The projected average number of days when new high precipitation record is broken in A spring (MAM), B summer (JJA), C autumn (SON), and D winter (DJF) following RCM simulations in the future [day/year in each season]. Values are averaged over Hungary and for 20 years. The ranges cover the means of four RCM simulations, short black lines indicate the minimum and maximum means of the RCM simulations. Darker green bars: RCP8.5, lighter green bars: RCP4.5. Continuous green line represents the stationary climate. New precipitation records are most likely to exceed the stationary climate in DJF (colour figure online)

4 Summary

In this paper, we analysed new seasonal warm, cold, and precipitation record-breakings for Hungary, for which daily data sets of minimum, maximum temperature and precipitation were used from various data sources. We first evaluated observations from 1971, while from 2021 we considered six RCM simulations, each following two different emission scenarios (i.e. the RCP4.5 with mitigation from 2040 and the RCP8.5 a business-as-usual) for the future. This allowed us to take into account the model uncertainty and evaluate the effects of anthropogenic activity. The spatially averaged numbers of new records were compared to the stationary climate for the time series of 2001–2020, the observed affected area, and the means of 20-year periods of new records from 2021 until the end of the twenty-first century. Maps were shown to emphasise the spatial distribution of the recent trends in 2001–2020, and the projected future trends by 2081–2100 compared to the stationary climate. Despite climate models have biases, no bias correction was needed for the simulated results, however, significance tests with a 0.1 level were applied to the results at a grid-point level.

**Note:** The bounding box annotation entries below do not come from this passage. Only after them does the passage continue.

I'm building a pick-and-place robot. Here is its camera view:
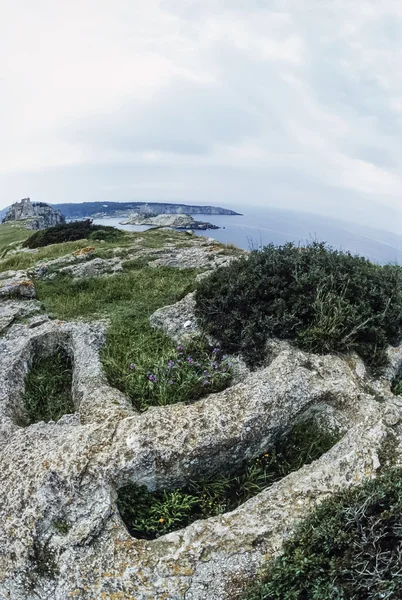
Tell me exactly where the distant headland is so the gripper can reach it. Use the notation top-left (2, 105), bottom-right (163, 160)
top-left (48, 202), bottom-right (240, 219)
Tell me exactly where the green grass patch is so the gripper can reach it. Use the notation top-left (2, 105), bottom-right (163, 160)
top-left (117, 422), bottom-right (338, 539)
top-left (196, 242), bottom-right (402, 367)
top-left (392, 377), bottom-right (402, 396)
top-left (248, 468), bottom-right (402, 600)
top-left (23, 219), bottom-right (125, 248)
top-left (114, 343), bottom-right (232, 410)
top-left (23, 349), bottom-right (75, 425)
top-left (36, 261), bottom-right (231, 410)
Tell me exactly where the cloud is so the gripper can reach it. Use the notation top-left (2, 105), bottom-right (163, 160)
top-left (0, 0), bottom-right (402, 230)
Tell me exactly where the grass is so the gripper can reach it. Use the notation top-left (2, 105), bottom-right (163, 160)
top-left (117, 422), bottom-right (338, 539)
top-left (23, 349), bottom-right (75, 425)
top-left (23, 219), bottom-right (125, 248)
top-left (392, 378), bottom-right (402, 396)
top-left (248, 468), bottom-right (402, 600)
top-left (0, 225), bottom-right (193, 271)
top-left (36, 261), bottom-right (231, 410)
top-left (0, 223), bottom-right (33, 256)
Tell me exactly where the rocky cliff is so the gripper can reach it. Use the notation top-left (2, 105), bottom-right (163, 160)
top-left (0, 230), bottom-right (402, 600)
top-left (49, 202), bottom-right (239, 219)
top-left (122, 212), bottom-right (219, 231)
top-left (3, 198), bottom-right (65, 229)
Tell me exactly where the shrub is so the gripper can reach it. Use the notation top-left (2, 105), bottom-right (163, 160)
top-left (23, 219), bottom-right (124, 248)
top-left (117, 422), bottom-right (338, 539)
top-left (23, 349), bottom-right (75, 425)
top-left (249, 468), bottom-right (402, 600)
top-left (196, 242), bottom-right (402, 366)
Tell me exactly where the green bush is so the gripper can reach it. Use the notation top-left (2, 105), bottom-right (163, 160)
top-left (23, 219), bottom-right (124, 248)
top-left (249, 469), bottom-right (402, 600)
top-left (196, 242), bottom-right (402, 366)
top-left (117, 422), bottom-right (338, 539)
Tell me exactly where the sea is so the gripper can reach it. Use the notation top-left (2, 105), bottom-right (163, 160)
top-left (94, 207), bottom-right (402, 265)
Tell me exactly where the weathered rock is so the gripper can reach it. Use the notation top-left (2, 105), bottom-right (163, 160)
top-left (122, 213), bottom-right (219, 230)
top-left (0, 271), bottom-right (36, 298)
top-left (149, 293), bottom-right (201, 344)
top-left (3, 198), bottom-right (65, 229)
top-left (0, 288), bottom-right (400, 600)
top-left (0, 301), bottom-right (40, 334)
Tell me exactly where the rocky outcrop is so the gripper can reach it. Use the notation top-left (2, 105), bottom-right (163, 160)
top-left (0, 235), bottom-right (402, 600)
top-left (122, 213), bottom-right (219, 231)
top-left (3, 198), bottom-right (65, 229)
top-left (0, 278), bottom-right (402, 600)
top-left (54, 202), bottom-right (243, 219)
top-left (0, 271), bottom-right (36, 299)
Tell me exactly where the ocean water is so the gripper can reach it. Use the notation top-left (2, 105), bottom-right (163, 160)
top-left (94, 207), bottom-right (402, 265)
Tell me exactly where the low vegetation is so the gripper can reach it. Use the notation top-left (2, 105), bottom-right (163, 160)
top-left (23, 219), bottom-right (124, 248)
top-left (117, 422), bottom-right (338, 539)
top-left (36, 261), bottom-right (231, 410)
top-left (249, 468), bottom-right (402, 600)
top-left (113, 344), bottom-right (232, 410)
top-left (23, 348), bottom-right (75, 425)
top-left (196, 242), bottom-right (402, 368)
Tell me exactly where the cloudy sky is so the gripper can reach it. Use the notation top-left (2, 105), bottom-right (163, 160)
top-left (0, 0), bottom-right (402, 231)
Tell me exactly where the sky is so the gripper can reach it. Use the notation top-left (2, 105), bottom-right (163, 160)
top-left (0, 0), bottom-right (402, 232)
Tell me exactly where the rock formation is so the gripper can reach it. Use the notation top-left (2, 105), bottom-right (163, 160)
top-left (0, 232), bottom-right (402, 600)
top-left (3, 198), bottom-right (65, 229)
top-left (122, 213), bottom-right (219, 230)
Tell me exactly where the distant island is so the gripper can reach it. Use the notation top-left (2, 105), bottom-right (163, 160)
top-left (0, 198), bottom-right (65, 229)
top-left (121, 212), bottom-right (219, 231)
top-left (48, 202), bottom-right (240, 219)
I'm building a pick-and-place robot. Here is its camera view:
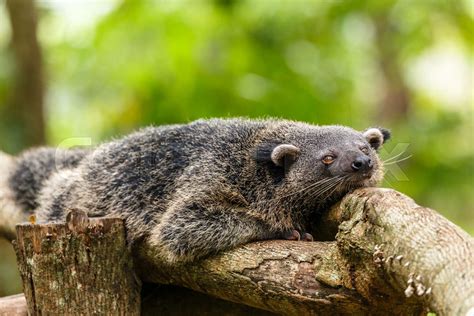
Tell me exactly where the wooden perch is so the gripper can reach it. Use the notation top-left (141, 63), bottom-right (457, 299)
top-left (4, 189), bottom-right (474, 315)
top-left (131, 189), bottom-right (474, 315)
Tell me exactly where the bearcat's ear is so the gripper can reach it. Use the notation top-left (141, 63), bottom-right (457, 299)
top-left (255, 143), bottom-right (300, 167)
top-left (363, 127), bottom-right (391, 150)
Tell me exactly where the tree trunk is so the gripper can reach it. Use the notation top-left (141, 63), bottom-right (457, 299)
top-left (2, 0), bottom-right (45, 151)
top-left (5, 188), bottom-right (474, 315)
top-left (14, 212), bottom-right (141, 315)
top-left (0, 294), bottom-right (28, 316)
top-left (135, 189), bottom-right (474, 315)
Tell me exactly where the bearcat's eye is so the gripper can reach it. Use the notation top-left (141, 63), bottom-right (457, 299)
top-left (321, 155), bottom-right (336, 165)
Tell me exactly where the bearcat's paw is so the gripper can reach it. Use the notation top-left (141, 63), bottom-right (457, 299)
top-left (283, 229), bottom-right (314, 241)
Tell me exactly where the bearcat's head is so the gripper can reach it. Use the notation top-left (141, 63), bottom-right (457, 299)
top-left (256, 124), bottom-right (390, 209)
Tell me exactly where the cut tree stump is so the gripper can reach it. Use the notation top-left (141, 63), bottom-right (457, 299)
top-left (14, 212), bottom-right (141, 315)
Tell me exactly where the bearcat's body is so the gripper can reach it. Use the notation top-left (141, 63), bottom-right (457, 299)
top-left (0, 119), bottom-right (388, 263)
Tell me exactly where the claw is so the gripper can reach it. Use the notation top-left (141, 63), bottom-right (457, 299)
top-left (301, 233), bottom-right (314, 241)
top-left (285, 229), bottom-right (301, 240)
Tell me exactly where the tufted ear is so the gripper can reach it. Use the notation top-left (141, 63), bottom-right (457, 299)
top-left (270, 144), bottom-right (300, 167)
top-left (363, 127), bottom-right (391, 150)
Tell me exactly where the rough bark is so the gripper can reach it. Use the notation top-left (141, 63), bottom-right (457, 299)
top-left (14, 212), bottom-right (141, 315)
top-left (2, 0), bottom-right (45, 151)
top-left (7, 189), bottom-right (474, 315)
top-left (136, 189), bottom-right (474, 315)
top-left (0, 294), bottom-right (28, 316)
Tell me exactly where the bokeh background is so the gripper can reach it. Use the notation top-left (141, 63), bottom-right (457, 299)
top-left (0, 0), bottom-right (474, 296)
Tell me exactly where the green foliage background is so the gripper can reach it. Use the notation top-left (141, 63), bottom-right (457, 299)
top-left (0, 0), bottom-right (474, 295)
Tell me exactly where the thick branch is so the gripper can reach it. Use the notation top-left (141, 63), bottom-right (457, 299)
top-left (5, 189), bottom-right (474, 315)
top-left (136, 189), bottom-right (474, 314)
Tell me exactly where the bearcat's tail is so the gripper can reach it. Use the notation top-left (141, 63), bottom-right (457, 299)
top-left (0, 151), bottom-right (27, 239)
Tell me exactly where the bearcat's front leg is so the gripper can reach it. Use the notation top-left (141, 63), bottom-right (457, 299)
top-left (149, 203), bottom-right (281, 264)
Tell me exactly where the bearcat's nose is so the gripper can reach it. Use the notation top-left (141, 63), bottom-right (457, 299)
top-left (351, 156), bottom-right (373, 172)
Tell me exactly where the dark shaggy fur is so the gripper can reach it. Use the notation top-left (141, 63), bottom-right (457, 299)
top-left (0, 119), bottom-right (389, 263)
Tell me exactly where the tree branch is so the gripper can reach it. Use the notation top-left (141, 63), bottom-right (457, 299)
top-left (4, 188), bottom-right (474, 315)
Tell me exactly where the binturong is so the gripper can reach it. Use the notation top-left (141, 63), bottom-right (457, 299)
top-left (0, 119), bottom-right (390, 264)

On the basis of the study, the following conclusions can be drawn:

  1. i.

    For the past: (1) The highest number of new warm records were observed deviating mostly from stationary climate in the past 20 years in JJA and SON. (2) New cold records tend to occur less and less in JJA and SON as well, reaching the ratio of the numbers of new warm records to cold records 3.5–3.7 in these seasons. (3) The occurrence of cold record-breakings still shows higher variability compared to the stationary climate in MAM and particularly in DJF. (4) New precipitation records did not occur more often in 2001–2020 than expected, except in JJA and DJF over smaller regions in Hungary.

  2. ii.

    For the future: (1) Substantially more new record high temperatures are projected in the case of RCP8.5 scenario compared to RCP4.5, especially in JJA and SON. (2) As for new cold records, their frequencies converge to zero, and may actually become zero after 2081 according to most RCM simulations following the RCP8.5 scenario. (3) Results for precipitation are more uncertain and they are less different from the stationary climate, furthermore, small differences between the two scenarios can be identified only in some decades, and in SON and DJF mainly.